I haven't found a way to copy then paste just the formatting. Unless someone else chimes in, I think you need to set up the conditional formatting again in the new sheet.
You could of course duplicate the sheet (via the drop down menu activated by the triangle to the right of the sheet name at the top) and the orginal formatting will carry over to the duplicate.
SG
I can confirm that in Numbers 3.0 Conditional Highlighting (the new name for Conditional Formatting) the highlighting can be copied and pasted to another table in the same sheet or another sheet via option-command-c and option-command-v as Barry described. Thanks to Barry for pointing this out!
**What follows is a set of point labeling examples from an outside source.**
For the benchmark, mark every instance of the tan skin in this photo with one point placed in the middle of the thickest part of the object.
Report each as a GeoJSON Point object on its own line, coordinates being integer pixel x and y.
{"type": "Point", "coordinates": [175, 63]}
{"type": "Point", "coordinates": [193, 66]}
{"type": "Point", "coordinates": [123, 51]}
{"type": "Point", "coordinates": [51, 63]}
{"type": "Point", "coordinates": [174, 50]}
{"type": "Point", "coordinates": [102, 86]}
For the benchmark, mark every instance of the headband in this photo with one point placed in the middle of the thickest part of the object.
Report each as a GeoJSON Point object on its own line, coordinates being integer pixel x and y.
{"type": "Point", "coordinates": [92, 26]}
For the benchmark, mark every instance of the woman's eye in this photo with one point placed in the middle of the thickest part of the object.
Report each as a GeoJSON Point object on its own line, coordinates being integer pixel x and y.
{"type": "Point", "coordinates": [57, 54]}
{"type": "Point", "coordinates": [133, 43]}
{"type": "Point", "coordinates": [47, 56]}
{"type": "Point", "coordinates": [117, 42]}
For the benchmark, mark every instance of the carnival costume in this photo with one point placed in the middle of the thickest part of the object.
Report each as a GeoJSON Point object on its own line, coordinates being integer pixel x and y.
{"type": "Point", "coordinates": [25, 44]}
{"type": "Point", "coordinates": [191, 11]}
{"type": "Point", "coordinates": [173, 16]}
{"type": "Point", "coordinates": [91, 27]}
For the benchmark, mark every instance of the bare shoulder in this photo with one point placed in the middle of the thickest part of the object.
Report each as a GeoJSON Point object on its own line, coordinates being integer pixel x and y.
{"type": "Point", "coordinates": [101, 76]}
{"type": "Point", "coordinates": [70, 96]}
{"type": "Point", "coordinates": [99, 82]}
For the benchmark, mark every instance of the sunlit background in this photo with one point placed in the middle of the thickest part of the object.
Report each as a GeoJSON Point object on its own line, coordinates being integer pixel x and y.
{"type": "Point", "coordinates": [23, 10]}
I only tested this where the comparison value is written into the rule. I'm not sure of the behavior when the there is a relative reference (possible in Numbers 3, but not in Numbers 2) to the comparison value.
SG
@Ian,
What happens when the formatting of a cell containing a relative cell reference to the comparison value is copied (option-command-C), then pasted to a cell in a different table (o[tion-command-V)?
Is the comparison still to the value in the original cell, or is it to the cell on the 'new' table in the same position wrt the cell into which the formatting has been pasted?
Regards,
Barry
Thank you
Hi Barry,
After pasting, the reference remains the same and comparison is with the cell in the new table. It does not refer back to the 'old' table.